Below are some frequently asked questions and their answers. If you feel that there are other questions/answers you would like available, let us know.
Q: Why are my jobs in the “PD” state?
A: Jobs in the ‘PD’ state are ‘pending’ in the queue. There are several reasons why a job may be in the pending state, however the most common is when the resources that are requested, either by the Slurm directives, or in-line with the ‘sbatch’ command request more resources than the system can satisfy. For example, a job submitted as follows would be automatically placed in the ‘pending’ state: sbatch --mem=600gb jobs.sh. Here we are requesting 600Gb of RAM, which none of the compute nodes is currently equipped. In this case the queue would recognize that there are insufficient existing resources and hold the job, rather than attempt to run it.

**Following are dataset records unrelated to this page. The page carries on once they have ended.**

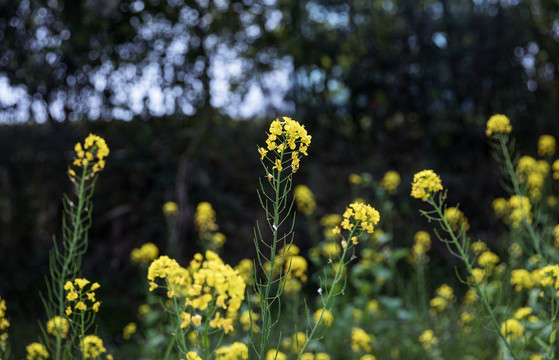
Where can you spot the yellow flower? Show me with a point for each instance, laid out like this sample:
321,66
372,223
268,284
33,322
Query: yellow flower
327,317
521,210
170,208
512,329
58,326
355,179
360,340
36,351
390,181
425,183
283,137
129,330
192,355
498,124
428,339
93,152
365,217
146,253
521,313
204,218
92,347
304,199
456,219
546,145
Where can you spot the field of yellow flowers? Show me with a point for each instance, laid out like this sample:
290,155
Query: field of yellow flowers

If you believe that your resource allocation has been set incorrectly, you can change the values using the ‘scontrol’ command:
scontrol update JobID=JOBID MinMemoryNode=<megabytes>
Jobs will also be held when there are no ‘queue slots’ available, meaning that the maximum number of jobs allowed in the queue are already running. In this case, your job will automatically run as soon as room in the running queue is available.

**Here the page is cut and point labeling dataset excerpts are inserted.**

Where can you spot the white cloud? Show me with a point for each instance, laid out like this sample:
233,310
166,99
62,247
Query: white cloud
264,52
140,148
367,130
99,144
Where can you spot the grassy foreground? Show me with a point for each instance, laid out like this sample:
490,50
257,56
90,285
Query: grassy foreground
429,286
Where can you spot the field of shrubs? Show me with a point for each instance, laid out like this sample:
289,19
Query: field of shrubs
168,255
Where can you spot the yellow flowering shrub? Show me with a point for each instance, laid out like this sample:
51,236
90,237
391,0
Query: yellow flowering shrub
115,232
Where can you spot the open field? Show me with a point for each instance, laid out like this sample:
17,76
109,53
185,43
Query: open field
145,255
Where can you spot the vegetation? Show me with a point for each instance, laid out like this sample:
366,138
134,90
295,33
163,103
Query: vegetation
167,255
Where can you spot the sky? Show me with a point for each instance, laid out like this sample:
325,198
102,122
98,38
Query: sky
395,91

If your jobs utilize dependencies, then your jobs will be held, until the dependency requirements are satisfied.
Q: My jobs are running longer than anticipated and will soon reach their original ‘walltime’, how can I resolve this?
A: Using the following command to change if the job is not running yet.
scontrol update jobid=<job_id> TimeLimit=<new_timelimit>
If it is running, please contact us and we will help you.
Q: Is the SCC Backed-Up? Are my data secure?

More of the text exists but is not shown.